Le Prince Cheikh Al Mansour Bin Jabor Bin Jassim Al Thani, cousin de l’émir du Qatar, a entamé un périple de 16 jours, du 13 au 29 août, en Afrique centrale et australe. Ce déplacement intervient 8 ans après celui de l’émir himself Son Altesse le cheikh Tamim ben Hamad Al Thani en Afrique de l’Ouest
Cette grande tournée africaine dans 10 pays du Prince Cheikh Al Mansour Bin Jabor Bin Jassim Al Thani à Kinshasa a commencé par la République démocratique du Congo (RDC). Il se rendra ensuite en Centrafrique, en Tanzanie, au Burundi, en Zambie, au Botswana, au Mozambique, au Zimbabwe, en Angola et au Gabon.
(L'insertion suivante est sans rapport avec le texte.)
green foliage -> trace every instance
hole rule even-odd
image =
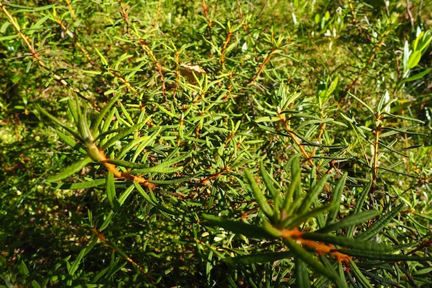
[[[1,287],[432,284],[431,8],[264,2],[0,0]]]

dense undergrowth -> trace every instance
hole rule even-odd
[[[426,1],[10,2],[2,287],[432,285]]]

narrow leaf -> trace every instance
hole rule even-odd
[[[306,240],[312,240],[327,244],[333,244],[357,250],[377,252],[391,251],[391,247],[384,245],[384,244],[377,243],[372,241],[362,241],[343,236],[333,236],[332,235],[324,234],[321,233],[304,233],[302,234],[302,238]]]
[[[221,227],[226,230],[238,234],[244,235],[246,237],[263,238],[270,236],[265,229],[255,225],[239,221],[228,220],[208,214],[203,214],[202,217],[213,225]]]
[[[322,189],[324,189],[324,186],[330,176],[330,174],[324,175],[320,180],[320,181],[318,181],[318,182],[313,186],[311,191],[306,194],[300,207],[297,209],[297,213],[302,214],[311,208],[311,206],[315,201],[318,195],[320,195],[320,193],[322,191]]]
[[[402,203],[399,206],[395,207],[390,212],[383,215],[364,232],[359,234],[356,237],[356,238],[364,240],[371,239],[372,237],[377,234],[381,230],[382,230],[389,222],[390,222],[397,214],[399,214],[399,213],[404,209],[404,207],[405,205]]]
[[[87,165],[89,163],[91,163],[92,162],[93,162],[93,160],[92,160],[92,159],[90,157],[86,157],[83,160],[72,164],[69,167],[63,170],[59,174],[55,175],[52,177],[50,177],[46,180],[50,182],[55,182],[57,181],[62,180],[75,174],[75,173],[78,172],[79,171],[84,168],[86,165]]]
[[[255,254],[242,255],[233,258],[224,258],[222,261],[228,264],[249,265],[253,263],[266,263],[269,262],[275,262],[278,260],[285,259],[289,257],[293,257],[293,253],[291,251],[257,253]]]
[[[335,187],[335,190],[333,191],[333,195],[331,195],[331,202],[334,203],[335,206],[328,212],[328,216],[327,217],[327,224],[333,222],[335,219],[336,219],[336,216],[337,216],[337,213],[339,212],[339,209],[340,208],[340,200],[342,197],[344,188],[345,188],[345,182],[346,182],[347,177],[348,173],[345,172],[344,175],[342,175],[342,177],[340,177],[339,181],[337,181],[337,184]]]
[[[328,233],[336,231],[342,228],[349,227],[353,225],[363,223],[377,216],[379,212],[376,210],[366,210],[357,214],[346,216],[340,221],[331,224],[318,230],[320,233]]]
[[[249,171],[247,169],[244,169],[244,175],[246,175],[246,177],[249,182],[249,185],[251,185],[251,189],[252,189],[252,192],[253,193],[253,195],[255,198],[255,200],[257,200],[257,202],[258,203],[258,205],[259,205],[259,207],[261,208],[262,211],[267,215],[267,217],[271,218],[273,215],[273,210],[268,204],[266,196],[264,196],[262,192],[261,192],[261,189],[257,184],[255,178],[253,177],[252,174],[251,174],[251,172],[249,172]]]
[[[87,189],[89,188],[97,187],[103,185],[106,182],[105,179],[97,179],[92,181],[85,181],[79,183],[49,183],[51,186],[57,189],[67,189],[67,190],[76,190],[76,189]]]
[[[311,269],[325,276],[328,279],[335,282],[335,283],[341,284],[340,280],[335,271],[326,268],[322,264],[318,262],[312,254],[297,244],[294,240],[291,238],[284,239],[284,242],[288,246],[290,251],[292,251],[294,255],[304,261]]]
[[[112,172],[108,172],[106,175],[106,197],[110,202],[111,209],[114,211],[117,211],[120,204],[117,199],[117,194],[115,192],[115,184],[114,184],[114,174]]]
[[[363,275],[360,269],[358,269],[354,261],[350,259],[349,260],[350,267],[351,267],[351,271],[355,276],[355,280],[362,285],[362,287],[364,288],[373,288],[373,286],[371,285],[367,278]]]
A travers ce marathon diplomatique fait d’opportunités économiques, le richissime émirat gazier du Golfe persique montre clairement son ambition pour le continent africain en quête d’investisseurs de classe mondiale.
Investissements : les montants des engagements donnent le tournis

A Gaborone, la capitale du pays reconnu mondialement par sa vertueuse gouvernance, le Botswana, le Cheikh Mansour Bin Jabor Bin Jassim Al Thani reçu par le Chef de l’Etat, Duma Boko, a donné le tempo de sa visite.
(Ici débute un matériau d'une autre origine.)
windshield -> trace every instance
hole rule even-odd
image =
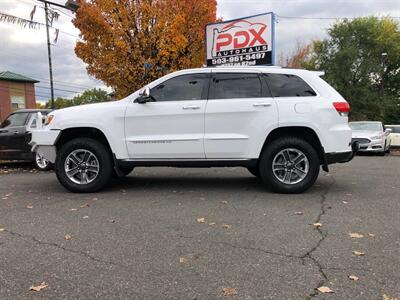
[[[381,131],[382,124],[379,122],[350,122],[350,128],[355,131]]]

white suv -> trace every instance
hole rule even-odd
[[[73,192],[98,191],[136,166],[242,166],[273,191],[300,193],[320,166],[328,171],[356,151],[349,105],[320,75],[183,70],[120,101],[54,111],[31,145]]]

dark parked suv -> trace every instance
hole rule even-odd
[[[31,136],[27,126],[35,128],[34,115],[37,112],[47,115],[50,111],[50,109],[21,109],[10,114],[0,125],[0,160],[32,161],[39,170],[49,170],[51,163],[31,152],[31,147],[28,145]]]

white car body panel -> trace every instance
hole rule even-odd
[[[50,134],[52,131],[92,127],[104,133],[119,160],[257,159],[272,130],[299,126],[314,130],[326,153],[351,151],[347,117],[340,116],[332,104],[345,100],[315,72],[269,67],[203,68],[166,75],[148,87],[178,75],[210,72],[294,74],[318,95],[140,104],[134,102],[139,96],[136,91],[120,101],[52,112],[53,121],[33,132],[31,144],[35,150],[55,145],[57,138]]]

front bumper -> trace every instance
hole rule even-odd
[[[60,130],[32,130],[32,138],[29,145],[31,151],[40,154],[42,157],[54,163],[56,161],[56,142],[60,135]]]

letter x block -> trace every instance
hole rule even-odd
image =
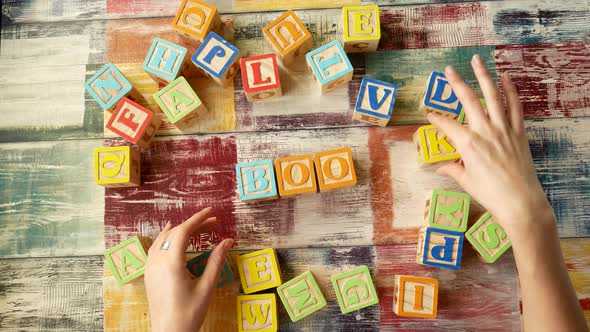
[[[465,237],[486,263],[495,262],[512,246],[502,226],[494,221],[489,212],[471,226]]]
[[[237,257],[238,271],[244,293],[251,294],[281,285],[279,262],[273,248]]]
[[[322,93],[352,80],[353,67],[337,40],[307,53],[306,59]]]
[[[395,276],[393,312],[403,317],[436,318],[438,280]]]
[[[94,150],[94,179],[107,188],[141,184],[141,158],[130,146],[102,147]]]
[[[396,95],[397,85],[363,77],[352,119],[387,126]]]

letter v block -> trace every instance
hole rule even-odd
[[[326,299],[309,271],[280,285],[277,292],[294,322],[326,306]]]

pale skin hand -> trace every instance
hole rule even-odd
[[[213,249],[198,281],[188,271],[189,239],[215,224],[210,213],[211,208],[206,208],[176,227],[168,223],[148,251],[144,281],[154,332],[195,332],[205,320],[225,255],[233,245],[232,239],[226,239]],[[168,250],[160,249],[164,241],[171,242]]]
[[[448,164],[437,173],[455,179],[496,217],[510,238],[524,330],[587,331],[561,253],[555,215],[535,174],[516,88],[510,77],[502,76],[502,95],[479,55],[471,65],[488,113],[455,69],[447,67],[445,75],[463,104],[469,126],[428,115],[463,160],[463,165]]]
Al Mansour Holdings, propriété du Cheikh Mansour bin Jabor bin Jassim Al Thani, s’est engagée à investir 12 milliards de dollars US dans divers secteurs économiques au Botswana. Cet engagement a été matérialisé par la signature d’un accord avec Botswana Development Corporation, une entreprise publique. «Ce partenariat transformateur couvre les infrastructures, l’énergie, l’exploitation minière, l’industrie du diamant, l’agriculture, le tourisme, la cybersécurité et la défense, favorisant la stabilité économique, la diversification et la prospérité à long terme,» déclare en personne sur son fil d’actualité Facebook, le Président du Botswana, Duma Boko. «Ensemble, nous construisons un Botswana compétitif à l’échelle mondiale, sûr et préparé pour l’avenir,» a-t-il ajouté.

Plus tôt avant l’étape de Gaborone, Al Mansour Holdings a également signé un accord de coopération de 19 milliards de dollars US avec la Zambie, couvrant 11 domaines économiques, notamment le pétrole et le gaz.
La RDC, des opportunités à la pelle

À Kinshasa, là où l’émissaire de l’Emir du Qatar a entamé sa tournée africaine, Doha prévoit d’investir au moins 20 milliards de dollars US dans une quinzaine de secteurs économique, financier et social, principalement l’élevage, la santé, les infrastructures urbaines, le BTP, les hydrocarbures, le tourisme, l’agriculture, les mines…
Cette offensive s’inscrit dans une montée en puissance du Qatar en Afrique, où jusque-là, son rôle était majoritairement diplomatique, notamment dans des conflits comme en RDC, au Darfour ou entre Djibouti et l’Érythrée. Aujourd’hui, l’émirat ambitionne de consolider sa présence via des investissements significatifs et une implication directe dans les économies ciblées.